Accessibility & DEI

CODL Resource Videos

This video introduces important considerations for online course accessibility.

 

This video explains how to create an inclusive and accessible syllabus.


Accessible Content in Online Courses

CODL works in collaboration with the University Academic Support Centers (UASC) and the KU Libraries to create online courseware that is accessible for all users.  Designing a course with accessibility needs in mind can alleviate the stress of hastily converting course content in the event of a last-minute accommodation request.  

 As part of the online course development process with CODL, your instructional designer will do the following to promote accessible design efforts:

1. Review course content for accessibility according to Quality Matters standards: course documents, videos, websites, activities, and assessments. 

2. Suggest possible alternatives for resources and materials that are not accessible or may be challenging to convert to an accessible format.

3. Assist in the conversion of essential materials if accessible versions are otherwise unavailable, such as from a publisher.
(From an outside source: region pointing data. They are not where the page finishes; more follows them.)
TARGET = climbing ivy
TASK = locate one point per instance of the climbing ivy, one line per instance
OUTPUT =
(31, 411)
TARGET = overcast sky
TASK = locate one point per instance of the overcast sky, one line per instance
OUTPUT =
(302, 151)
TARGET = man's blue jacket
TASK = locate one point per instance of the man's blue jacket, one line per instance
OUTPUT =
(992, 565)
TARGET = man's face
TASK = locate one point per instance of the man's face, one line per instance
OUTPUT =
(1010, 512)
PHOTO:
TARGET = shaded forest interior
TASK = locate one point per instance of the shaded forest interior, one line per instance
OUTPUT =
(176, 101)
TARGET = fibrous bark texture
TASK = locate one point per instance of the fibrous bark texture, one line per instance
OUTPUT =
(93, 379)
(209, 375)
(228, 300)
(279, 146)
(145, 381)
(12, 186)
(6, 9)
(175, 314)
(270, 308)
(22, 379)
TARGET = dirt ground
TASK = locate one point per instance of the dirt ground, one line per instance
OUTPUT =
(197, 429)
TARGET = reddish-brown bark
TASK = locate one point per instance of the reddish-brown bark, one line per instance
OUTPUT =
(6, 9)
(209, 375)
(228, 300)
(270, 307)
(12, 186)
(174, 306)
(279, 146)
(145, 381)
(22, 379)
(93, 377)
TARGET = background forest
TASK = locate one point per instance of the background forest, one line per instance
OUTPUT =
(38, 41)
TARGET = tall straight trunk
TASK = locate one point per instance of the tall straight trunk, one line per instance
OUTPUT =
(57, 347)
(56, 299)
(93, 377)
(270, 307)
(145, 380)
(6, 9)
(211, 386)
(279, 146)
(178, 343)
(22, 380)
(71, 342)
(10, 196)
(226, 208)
This includes the tagging of PDF, Word, and PowerPoint files for proper reading order and identifying images that need descriptions to provide full context and logical sequence for screen readers used by students with disabilities.

CODL also provides captions for all videos created with our media production team. We look forward to working with you to ensure that all students have equal access to the online learning experience. Thank you for prioritizing this commitment and helping us to achieve this important goal.


Creating an Inclusive Syllabus from the Center for Teaching Excellence


Tips for Creating Accessible Content 

Microsoft Word

  • Use Word Styles for headings; use fonts such as Ariel, Tahoma, or Calibri
  • Use bold or italic font to show emphasis; avoid using color to convey importance or meaning
  • Provide alternative text for pictures, images, graphs, tables, or other non-text items
  • Use descriptive hyperlinks instead of the URL
  • Use Microsoft Check Accessibility: File > Info > Check for Issues > Check Accessibility or select the Review tab

PowerPoint 

  • Use an accessible theme or plain theme and the slide layouts (avoid text boxes) 
  • Keyboard with shift key replaced by Access key​Use 18 point font size or larger 
  • Each slide should have a unique/distinct title
  • Provide alternative text for all non-text items
  • Consider deactivating transitions, animations, or time settings
  • Check the reading order of slide content
  • Use Microsoft Check Accessibility

PDF

  • Accessibility Guide for PDF Files (PDF & MS Word), Provided by Kim Glover, CODL Instructional Designer
  • Check that the PDF has searchable text and a structured reading order (not an image of text). Scanned copies of books and articles are usually an image and not searchable text.  
  • When scanning check for the option to scan utilizing OCR (Optical Character Recognition) so that the scan will make the text readable by a screen reader.
  • To make PDFs searchable: Ask your tech liaison to download either Adobe Acrobat or Adobe Acrobat Cloud
  • Create and verify PDF accessibility
  • Ask for help from an instructional designer at CODL

Video/Audio


Additional Resources


Publisher Material Accessibility Questions and Requests

Guidelines for Adopting Publisher Content by Portland Community College

Here are some questions to ask before adopting publisher content:

  • Are the videos captioned and audio transcribed?
  • Can the content be accessed by a screen reader?
  • Are all activities navigable and usable by a student using only a keyboard?
  • Does the vendor have a VPAT or WCAG 2.0 AA compliance statement?

How Can I Request Accessible Content From My Publisher? From Dallas Community College

Below is an email template that instructors can use to contact their publisher in order to confirm that all materials, tools, websites, etc. are accessible to students with disabilities.

Subject: Voluntary Product Accessibility Template (VPAT) Request

Hello,

I need to know if the content you are providing for my course is accessible to students with disabilities, ADA compliant, and follows Federal Section 508 and WCAG guidelines. If not, please let me know what steps are being taken to ensure that all students have equal access to the content produced by your company.

I would also like to be sent a link to your Voluntary Product Accessibility Template (VPAT) and WCAG 2.0 information to keep on file.